No weapon better symbolizes Israel’s indirect occupation of the Gaza Strip. Since removing its military bases and settlers from Gaza in 2005, Israel has disclaimed any responsibility as an occupying power for the well-being of Gaza’s populace. But even without permanent garrisons, Israel continues to control Gaza’s economy and infrastructure, from its borders and airspace to its power grid and monetary policy. The Israeli blockade of Gaza, tightened in mid-2007 after Hamas took over Palestinian Authority institutions, has created immense hardships on Gaza’s civilian population. And just as Israel’s control of Gaza’s borders allows it to dictate from a safe distance what Gazans can eat, whether they can turn on their lights and what kinds of medical treatment are available to them, drones give Israel the ability to carry out targeted attacks without having to risk “boots on the ground.”

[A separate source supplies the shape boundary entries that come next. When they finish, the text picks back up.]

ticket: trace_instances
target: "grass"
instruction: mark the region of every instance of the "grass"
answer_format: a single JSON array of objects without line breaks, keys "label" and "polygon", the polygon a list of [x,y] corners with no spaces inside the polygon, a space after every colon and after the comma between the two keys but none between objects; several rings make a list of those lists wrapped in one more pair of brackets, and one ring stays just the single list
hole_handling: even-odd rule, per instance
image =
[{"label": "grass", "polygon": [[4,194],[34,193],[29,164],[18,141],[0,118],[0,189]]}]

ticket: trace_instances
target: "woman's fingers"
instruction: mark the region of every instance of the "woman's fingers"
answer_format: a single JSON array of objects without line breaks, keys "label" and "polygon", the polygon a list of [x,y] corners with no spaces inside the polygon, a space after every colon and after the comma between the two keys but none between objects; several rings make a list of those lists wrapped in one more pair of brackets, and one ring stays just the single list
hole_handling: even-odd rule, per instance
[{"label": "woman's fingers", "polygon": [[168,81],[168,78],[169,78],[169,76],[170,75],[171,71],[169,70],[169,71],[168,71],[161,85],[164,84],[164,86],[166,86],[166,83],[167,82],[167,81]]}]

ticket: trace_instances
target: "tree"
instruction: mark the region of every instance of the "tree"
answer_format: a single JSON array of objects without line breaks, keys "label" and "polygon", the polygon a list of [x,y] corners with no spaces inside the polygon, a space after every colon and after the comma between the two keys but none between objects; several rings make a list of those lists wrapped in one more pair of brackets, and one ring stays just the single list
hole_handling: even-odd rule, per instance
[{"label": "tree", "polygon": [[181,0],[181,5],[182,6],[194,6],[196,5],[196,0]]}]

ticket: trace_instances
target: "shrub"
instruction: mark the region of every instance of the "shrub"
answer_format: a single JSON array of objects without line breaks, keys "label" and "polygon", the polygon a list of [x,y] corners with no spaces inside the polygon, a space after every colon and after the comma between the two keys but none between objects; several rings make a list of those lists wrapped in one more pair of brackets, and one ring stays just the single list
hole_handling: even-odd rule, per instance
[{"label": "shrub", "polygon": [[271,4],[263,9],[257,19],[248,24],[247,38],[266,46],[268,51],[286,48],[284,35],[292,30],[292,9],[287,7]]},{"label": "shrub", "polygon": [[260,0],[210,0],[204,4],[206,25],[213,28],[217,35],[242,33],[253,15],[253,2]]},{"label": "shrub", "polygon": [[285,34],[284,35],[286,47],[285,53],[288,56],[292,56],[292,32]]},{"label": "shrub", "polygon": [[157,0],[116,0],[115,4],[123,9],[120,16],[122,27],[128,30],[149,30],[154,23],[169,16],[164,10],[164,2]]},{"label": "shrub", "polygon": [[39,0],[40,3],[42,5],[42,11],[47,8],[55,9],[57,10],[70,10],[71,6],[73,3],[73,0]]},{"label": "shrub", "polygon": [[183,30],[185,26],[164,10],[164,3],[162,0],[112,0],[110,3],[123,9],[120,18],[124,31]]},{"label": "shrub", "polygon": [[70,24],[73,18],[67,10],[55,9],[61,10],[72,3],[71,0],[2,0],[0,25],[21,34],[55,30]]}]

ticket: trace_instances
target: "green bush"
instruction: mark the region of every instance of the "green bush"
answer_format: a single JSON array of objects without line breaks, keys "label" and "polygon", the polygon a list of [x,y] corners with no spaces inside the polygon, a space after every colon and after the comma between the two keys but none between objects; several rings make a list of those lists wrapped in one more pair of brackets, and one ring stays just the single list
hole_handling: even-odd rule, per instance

Under the laws of war, Israel remains a belligerent force and an occupier in Gaza, and its actions are accordingly regulated by two sets of rules: one for how it may fight and another for ensuring the welfare of the population. Israel uses its drones to pay lip service to the first set of duties and its embargo to wash its hands of the latter. In short, it seeks indefinite control without responsibility. The facts, however, tell a starkly different story: that neither remote-control weapons nor remote-control occupations equal more justice or less bloodshed.